Bellegarde won 328 of the 522 votes in a second ballot

Perry Bellegarde has reclaimed his seat as national chief for the Assembly of First Nations, in an election that also saw his challengers accuse the federal government of interference.

Bellegarde won 328 of the 522 votes in a second ballot, giving him just over the 60 per cent needed to be elected as leader for a second term.

Bellegarde, who is from the Little Black Bear First Nation in Treaty 4 territory in Saskatchewan, has said his close relationship with the federal government has secured billions of dollars in new funding for Indigenous issues over the last three budgets. He has been criticized by other candidates for being too cosy with Ottawa.

In his acceptance speech, Bellegarde said Indigenous communities from “coast to coast to coast” are united by the drum. He said he’s heard a call from people across the country who want answers to common questions that he will attempt to address as chief.

“How do we now as Indigenous peoples, First Nations peoples, move beyond these two things that have created havoc in our lives? How do we move beyond the genocide of the residential system now? How do we move beyond that? And how do we move beyond the colonization of the Indian Act and exert ourselves as nations?” Bellegarde said.

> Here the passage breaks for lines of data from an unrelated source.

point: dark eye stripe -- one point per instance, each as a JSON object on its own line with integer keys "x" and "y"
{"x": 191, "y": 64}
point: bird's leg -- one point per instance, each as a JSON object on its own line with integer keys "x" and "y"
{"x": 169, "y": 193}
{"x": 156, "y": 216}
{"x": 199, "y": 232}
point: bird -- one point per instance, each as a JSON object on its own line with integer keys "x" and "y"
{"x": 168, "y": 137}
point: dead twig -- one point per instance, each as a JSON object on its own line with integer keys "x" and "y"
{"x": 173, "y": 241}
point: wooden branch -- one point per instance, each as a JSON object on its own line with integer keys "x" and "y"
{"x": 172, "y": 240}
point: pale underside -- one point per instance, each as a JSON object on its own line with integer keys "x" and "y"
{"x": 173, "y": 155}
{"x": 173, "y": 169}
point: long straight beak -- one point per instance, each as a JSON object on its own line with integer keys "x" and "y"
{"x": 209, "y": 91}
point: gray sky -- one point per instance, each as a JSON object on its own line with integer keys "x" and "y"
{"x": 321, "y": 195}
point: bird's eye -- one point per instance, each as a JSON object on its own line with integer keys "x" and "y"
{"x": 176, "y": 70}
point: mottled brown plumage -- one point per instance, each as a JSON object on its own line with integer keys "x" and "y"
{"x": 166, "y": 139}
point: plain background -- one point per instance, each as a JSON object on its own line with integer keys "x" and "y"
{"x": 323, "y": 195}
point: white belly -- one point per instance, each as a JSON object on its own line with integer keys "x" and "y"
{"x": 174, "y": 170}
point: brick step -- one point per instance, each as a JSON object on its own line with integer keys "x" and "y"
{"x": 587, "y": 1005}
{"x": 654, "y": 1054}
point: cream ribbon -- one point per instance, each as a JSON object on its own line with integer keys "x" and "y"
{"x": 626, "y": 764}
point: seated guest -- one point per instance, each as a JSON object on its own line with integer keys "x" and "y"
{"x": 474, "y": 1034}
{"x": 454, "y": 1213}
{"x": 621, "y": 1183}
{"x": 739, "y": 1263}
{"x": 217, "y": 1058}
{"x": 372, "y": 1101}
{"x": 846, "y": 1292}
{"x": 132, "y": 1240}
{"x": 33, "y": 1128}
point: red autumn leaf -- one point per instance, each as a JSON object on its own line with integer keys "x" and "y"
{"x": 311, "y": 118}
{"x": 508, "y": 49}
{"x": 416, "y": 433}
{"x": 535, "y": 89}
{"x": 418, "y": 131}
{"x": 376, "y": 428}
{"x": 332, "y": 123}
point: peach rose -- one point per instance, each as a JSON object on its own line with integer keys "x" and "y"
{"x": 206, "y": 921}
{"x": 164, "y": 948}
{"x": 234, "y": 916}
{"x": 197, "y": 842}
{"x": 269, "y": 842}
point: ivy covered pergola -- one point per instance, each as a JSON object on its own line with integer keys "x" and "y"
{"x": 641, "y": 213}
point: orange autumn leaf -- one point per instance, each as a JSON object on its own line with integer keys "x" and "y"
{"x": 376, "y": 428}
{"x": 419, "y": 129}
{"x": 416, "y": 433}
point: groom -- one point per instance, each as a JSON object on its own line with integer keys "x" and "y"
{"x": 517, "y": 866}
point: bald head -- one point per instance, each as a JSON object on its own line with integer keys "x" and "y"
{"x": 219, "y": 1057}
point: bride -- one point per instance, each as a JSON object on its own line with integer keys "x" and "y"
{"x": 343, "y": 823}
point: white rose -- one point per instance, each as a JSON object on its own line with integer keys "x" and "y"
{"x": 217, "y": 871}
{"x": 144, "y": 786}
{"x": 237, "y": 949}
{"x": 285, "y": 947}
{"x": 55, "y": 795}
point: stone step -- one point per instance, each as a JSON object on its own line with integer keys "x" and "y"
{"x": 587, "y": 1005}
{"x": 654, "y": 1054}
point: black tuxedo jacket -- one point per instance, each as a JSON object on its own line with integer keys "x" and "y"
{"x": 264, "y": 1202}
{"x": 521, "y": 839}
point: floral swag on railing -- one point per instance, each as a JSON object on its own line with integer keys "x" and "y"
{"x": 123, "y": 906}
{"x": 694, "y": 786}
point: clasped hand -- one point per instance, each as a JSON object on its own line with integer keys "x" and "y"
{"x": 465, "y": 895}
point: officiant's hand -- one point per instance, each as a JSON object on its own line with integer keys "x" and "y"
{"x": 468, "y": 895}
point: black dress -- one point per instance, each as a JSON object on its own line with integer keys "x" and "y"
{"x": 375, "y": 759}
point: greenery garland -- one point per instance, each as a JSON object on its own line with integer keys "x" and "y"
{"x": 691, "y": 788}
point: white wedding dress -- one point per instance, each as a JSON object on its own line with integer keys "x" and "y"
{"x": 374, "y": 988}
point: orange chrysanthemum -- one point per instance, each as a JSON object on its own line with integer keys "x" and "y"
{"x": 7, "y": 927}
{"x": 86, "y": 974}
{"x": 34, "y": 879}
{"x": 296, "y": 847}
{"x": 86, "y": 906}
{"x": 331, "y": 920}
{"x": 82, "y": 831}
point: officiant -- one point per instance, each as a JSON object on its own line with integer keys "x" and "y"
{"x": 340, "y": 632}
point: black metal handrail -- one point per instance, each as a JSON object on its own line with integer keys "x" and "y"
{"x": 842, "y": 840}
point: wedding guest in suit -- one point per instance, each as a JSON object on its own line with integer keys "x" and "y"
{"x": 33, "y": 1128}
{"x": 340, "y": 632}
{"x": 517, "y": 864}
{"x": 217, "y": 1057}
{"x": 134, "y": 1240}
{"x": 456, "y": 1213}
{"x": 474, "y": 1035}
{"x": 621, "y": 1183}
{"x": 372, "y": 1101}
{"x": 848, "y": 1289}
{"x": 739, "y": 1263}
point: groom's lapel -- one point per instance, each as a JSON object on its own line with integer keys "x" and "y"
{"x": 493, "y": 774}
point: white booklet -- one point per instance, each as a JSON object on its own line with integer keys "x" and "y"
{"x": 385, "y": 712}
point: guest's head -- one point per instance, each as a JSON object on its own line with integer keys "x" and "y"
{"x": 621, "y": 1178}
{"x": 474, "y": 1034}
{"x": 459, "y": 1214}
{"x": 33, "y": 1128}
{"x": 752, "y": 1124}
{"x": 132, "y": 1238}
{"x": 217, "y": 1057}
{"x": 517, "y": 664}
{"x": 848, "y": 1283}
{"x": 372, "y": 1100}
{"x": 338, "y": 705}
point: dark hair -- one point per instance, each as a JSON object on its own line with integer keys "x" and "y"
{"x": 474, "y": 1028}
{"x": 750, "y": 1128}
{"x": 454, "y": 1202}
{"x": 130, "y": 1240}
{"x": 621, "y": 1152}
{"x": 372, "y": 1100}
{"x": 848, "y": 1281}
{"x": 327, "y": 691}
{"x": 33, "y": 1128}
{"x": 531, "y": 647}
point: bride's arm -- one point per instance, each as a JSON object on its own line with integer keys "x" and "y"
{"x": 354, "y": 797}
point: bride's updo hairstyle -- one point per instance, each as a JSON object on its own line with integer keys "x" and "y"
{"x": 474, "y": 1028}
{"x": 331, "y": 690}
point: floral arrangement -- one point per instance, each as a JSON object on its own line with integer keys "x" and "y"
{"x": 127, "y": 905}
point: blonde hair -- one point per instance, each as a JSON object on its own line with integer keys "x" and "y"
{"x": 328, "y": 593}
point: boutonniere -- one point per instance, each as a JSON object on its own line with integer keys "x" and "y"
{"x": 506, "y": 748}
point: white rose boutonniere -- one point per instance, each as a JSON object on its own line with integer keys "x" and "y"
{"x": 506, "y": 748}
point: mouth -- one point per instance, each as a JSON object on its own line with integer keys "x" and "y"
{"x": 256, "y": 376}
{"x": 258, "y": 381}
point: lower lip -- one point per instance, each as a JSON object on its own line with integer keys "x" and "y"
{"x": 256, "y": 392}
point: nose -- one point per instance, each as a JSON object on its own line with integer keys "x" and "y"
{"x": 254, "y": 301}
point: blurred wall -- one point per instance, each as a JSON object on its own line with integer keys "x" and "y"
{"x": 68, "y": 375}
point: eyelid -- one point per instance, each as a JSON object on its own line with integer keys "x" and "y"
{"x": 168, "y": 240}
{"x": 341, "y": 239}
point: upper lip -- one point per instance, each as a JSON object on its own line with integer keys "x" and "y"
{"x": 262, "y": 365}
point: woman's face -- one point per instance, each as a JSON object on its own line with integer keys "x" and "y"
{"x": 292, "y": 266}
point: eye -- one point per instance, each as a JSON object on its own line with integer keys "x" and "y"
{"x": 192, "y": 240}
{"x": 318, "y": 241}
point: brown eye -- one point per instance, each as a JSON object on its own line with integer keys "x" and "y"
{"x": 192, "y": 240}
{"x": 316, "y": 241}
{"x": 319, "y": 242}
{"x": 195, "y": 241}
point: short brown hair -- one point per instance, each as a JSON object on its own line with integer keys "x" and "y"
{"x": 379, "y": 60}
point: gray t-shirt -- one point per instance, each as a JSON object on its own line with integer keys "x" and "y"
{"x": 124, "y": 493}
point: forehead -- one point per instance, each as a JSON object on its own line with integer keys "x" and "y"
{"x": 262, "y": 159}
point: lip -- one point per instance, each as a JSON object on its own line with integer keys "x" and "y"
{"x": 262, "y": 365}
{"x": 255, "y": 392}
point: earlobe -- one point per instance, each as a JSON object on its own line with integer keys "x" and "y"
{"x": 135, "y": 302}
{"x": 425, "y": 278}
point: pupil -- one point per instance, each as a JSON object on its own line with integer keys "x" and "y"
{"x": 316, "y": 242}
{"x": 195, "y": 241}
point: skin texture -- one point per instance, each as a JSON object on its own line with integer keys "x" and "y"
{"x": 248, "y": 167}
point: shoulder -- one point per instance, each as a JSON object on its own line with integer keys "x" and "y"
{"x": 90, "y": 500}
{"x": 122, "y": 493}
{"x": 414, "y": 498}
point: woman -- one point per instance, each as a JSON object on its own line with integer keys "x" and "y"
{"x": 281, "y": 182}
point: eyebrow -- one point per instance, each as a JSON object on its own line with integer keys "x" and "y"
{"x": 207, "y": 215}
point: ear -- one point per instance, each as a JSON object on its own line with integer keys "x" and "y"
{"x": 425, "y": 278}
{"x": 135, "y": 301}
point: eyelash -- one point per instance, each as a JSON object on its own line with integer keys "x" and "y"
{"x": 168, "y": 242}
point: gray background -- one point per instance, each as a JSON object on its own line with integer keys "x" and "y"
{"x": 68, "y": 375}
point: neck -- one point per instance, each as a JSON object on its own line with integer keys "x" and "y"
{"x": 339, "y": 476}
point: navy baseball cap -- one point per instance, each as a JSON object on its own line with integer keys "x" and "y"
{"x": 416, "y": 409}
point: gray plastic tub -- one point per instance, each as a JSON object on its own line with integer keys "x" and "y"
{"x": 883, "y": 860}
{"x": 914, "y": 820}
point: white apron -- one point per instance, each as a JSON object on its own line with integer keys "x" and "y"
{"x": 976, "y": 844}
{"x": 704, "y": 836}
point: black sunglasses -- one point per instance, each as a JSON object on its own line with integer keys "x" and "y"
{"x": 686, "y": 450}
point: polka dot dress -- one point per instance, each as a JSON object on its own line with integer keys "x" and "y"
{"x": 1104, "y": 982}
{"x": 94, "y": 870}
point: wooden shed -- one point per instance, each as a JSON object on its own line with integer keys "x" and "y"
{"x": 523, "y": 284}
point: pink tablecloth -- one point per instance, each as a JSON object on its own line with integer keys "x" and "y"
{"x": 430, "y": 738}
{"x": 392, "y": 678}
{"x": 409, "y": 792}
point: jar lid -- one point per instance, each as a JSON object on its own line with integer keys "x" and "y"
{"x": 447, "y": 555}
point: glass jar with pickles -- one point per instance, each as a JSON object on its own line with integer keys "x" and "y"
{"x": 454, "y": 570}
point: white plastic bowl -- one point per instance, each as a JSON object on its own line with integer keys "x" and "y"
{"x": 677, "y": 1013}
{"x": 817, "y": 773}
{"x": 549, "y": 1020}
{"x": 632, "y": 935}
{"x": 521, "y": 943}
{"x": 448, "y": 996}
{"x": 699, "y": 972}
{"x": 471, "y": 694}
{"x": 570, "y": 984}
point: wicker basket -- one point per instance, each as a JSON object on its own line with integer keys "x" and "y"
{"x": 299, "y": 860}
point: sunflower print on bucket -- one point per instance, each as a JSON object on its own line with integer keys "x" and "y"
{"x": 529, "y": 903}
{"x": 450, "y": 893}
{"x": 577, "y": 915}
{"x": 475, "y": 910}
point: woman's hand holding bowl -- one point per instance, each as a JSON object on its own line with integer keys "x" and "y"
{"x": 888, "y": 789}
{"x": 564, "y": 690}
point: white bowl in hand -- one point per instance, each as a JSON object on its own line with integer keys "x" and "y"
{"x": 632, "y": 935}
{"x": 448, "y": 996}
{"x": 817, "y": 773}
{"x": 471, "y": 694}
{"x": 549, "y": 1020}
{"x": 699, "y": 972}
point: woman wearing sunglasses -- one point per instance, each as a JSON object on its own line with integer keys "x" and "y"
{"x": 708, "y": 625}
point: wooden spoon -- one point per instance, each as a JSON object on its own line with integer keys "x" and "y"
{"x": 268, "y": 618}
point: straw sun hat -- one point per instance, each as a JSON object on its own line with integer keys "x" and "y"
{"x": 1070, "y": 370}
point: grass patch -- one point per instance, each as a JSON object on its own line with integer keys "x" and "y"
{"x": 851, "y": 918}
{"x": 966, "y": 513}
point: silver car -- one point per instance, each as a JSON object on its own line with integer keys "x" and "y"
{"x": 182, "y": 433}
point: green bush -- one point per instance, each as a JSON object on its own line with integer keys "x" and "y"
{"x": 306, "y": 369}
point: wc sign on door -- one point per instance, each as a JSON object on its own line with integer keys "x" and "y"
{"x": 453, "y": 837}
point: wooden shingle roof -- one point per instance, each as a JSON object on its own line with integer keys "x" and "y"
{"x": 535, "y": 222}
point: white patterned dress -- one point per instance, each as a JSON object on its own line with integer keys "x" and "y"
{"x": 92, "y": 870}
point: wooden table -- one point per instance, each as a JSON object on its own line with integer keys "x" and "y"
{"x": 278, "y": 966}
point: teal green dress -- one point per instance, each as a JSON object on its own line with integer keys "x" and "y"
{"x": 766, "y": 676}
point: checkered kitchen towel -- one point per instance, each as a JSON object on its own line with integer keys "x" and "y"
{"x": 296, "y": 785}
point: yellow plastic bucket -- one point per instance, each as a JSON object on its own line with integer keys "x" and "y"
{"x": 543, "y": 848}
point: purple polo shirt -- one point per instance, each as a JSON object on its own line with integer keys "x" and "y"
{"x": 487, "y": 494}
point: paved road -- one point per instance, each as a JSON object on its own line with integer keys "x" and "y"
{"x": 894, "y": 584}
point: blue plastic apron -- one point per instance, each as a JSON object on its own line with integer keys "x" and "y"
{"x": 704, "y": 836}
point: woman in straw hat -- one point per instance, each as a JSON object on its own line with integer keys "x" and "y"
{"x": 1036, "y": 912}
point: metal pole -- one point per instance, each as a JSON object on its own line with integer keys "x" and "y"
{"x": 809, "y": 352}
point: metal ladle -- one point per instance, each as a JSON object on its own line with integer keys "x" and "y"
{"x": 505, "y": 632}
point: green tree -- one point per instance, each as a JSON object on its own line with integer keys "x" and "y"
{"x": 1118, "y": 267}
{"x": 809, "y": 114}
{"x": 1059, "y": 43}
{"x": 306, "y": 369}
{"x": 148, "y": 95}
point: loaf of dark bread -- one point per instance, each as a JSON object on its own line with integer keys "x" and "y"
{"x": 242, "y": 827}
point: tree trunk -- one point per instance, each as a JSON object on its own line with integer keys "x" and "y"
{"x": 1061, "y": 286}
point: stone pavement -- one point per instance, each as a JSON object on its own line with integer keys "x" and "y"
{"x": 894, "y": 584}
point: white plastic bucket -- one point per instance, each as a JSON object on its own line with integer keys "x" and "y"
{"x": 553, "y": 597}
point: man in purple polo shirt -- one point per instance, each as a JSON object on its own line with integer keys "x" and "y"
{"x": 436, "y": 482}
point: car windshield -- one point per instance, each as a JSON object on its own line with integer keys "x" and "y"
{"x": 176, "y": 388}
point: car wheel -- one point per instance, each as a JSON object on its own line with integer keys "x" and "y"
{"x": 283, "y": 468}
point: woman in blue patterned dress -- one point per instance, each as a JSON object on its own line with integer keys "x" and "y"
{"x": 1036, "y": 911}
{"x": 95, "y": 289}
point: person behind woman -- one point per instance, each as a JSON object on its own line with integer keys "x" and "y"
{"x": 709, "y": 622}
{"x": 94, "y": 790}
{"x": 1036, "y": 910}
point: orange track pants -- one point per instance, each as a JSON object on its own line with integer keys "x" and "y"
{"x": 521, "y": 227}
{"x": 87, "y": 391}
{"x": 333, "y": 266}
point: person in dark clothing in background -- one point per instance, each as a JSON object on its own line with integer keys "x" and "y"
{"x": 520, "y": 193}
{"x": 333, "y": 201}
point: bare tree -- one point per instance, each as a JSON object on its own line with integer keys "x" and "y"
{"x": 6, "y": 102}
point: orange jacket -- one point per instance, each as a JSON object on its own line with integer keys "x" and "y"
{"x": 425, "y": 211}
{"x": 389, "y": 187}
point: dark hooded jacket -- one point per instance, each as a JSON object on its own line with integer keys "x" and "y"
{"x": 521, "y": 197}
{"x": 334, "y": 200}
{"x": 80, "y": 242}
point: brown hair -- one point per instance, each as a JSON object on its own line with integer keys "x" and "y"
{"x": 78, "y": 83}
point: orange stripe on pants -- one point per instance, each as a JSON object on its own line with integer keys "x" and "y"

Sheila North of Manitoba won 125 votes, Miles Richardson of B.C. won 59 votes and Russ Diabo of Quebec won 10 votes.

Katherine Whitecloud of Manitoba was eliminated in the first round of voting for having the fewest number of votes.

The vote in Vancouver sparked some controversy, as all four of Bellegarde’s challengers claimed election interference by the federal government because Crown-Indigenous Relations Minister Carolyn Bennett was at the convention during the vote.

“Our four candidates are standing together to make sure at least the integrity of our decision(-making) political process is protected and honoured amongst our people. We do not condone the interference of the federal government, and anyone who does should be accountable to this assembly,” Richardson said.

North said Bennett’s presence represented a “disgusting display of interference” and a direct attack by the Liberal government on the assembly, while Diabo called for the minister to be sanctioned.

“This is what we’re talking about, running our own affairs. We don’t need the federal government to interfere in our elections,” she said.

Both North and Richardson said they accepted the election results in their concession speeches, while Diabo said there would be consequences — a statement that was met with boos from the audience.